GAZETTE: How did the work get started?
SABETI: Jacob, as a then-medical-student-turned-postdoc, and another graduate-student-turned-postdoc, Danny Park, had long been investigating methods to detect adaptive variants in microbes, starting with malaria — it was a passion project of the lab’s. Our early work was in detecting natural selection in humans and other mammals, and the challenge there is that, because the generation times are so long, we have to infer historical events. In infectious diseases, what’s amazing is we get to see natural selection unfold before our eyes. We can track it in real time.

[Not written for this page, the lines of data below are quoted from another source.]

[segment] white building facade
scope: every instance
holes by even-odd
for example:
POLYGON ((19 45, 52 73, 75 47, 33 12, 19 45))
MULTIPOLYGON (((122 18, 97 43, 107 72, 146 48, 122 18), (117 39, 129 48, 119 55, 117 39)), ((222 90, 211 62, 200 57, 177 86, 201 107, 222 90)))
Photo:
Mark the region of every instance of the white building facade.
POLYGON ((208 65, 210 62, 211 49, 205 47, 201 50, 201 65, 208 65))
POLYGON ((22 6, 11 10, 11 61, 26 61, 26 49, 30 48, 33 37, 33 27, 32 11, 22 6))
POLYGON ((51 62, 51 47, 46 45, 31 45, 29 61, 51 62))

That’s the power of this approach.
But when Jacob and others began this work on malaria a decade ago, the data was just too sparse. Amidst Ebola, we began to get higher-density data and published work with Jeremy Luban [at the University of Massachusetts Chan Medical School] identifying variants that rose in prevalence. But there was still too little data to make statistical inferences of the nature we can now. With the pandemic, we switched very quickly from a situation in which we didn’t have enough data to a situation we had so much data that people weren’t able to manage it. And it was very heterogeneous data: We didn’t know the data sources; we didn’t know the quality of the sequences and so how to curate and basically tame that massive data set to get robust results.
LEMIEUX: At the time, we weren’t used to working with millions of microbial genomes. We were used to dealing with hundreds or thousands. That’s when we started working with the PyR0 team at Broad, who had come from Uber AI, where they had built this probabilistic programming language to do computation on really large data sets. Fritz Obermeyer was the main person working on this project. He was able to put together a model that made sense of what lineages are transmitting more readily and growing more quickly in the population and represented those lineages by their constituent mutations. The other critical innovation from Fritz’s work is that it can run on modern processing hardware, using innovations in software engineering and modern computing power. That made this possible in a way that wouldn’t have been possible before.
GAZETTE: How important was an interdisciplinary approach in this research? It sounds like you had a lot of different folks involved.
SABETI: This is at the interface of what we call “variant-to-function,” and individuals from mathematics, computer science, and computational biology came together with virologists, molecular biologists, infectious disease researchers, and clinicians. By going from bench to bedside, you see patterns and become intrigued by them.
GAZETTE: Clearly the ability to predict variants and which ones are going to dominate is important. What do you see looking ahead with this model?
SABETI: The Holy Grail the field often looks to is the ability to predict from the outset which mutations will be important and what their effects will be, essentially how a microbe will adapt. To do so, we will need these massive models to really interrogate viral and microbial genomes and, when you see different mutations enough times, start figuring out the patterns and underlying logic. I think we can get to the point where we begin to understand how adaptation is going to happen and how we should address it in the development of our countermeasures, but it will require a lot of data. Whenever people ask, “Have we generated too much data?”, I argue that we haven’t by a long shot. We really should get to the point that it becomes routine to sequence every single microbial genome detected in infections because there are things we don’t even know are possible to ask yet because we don’t have the data.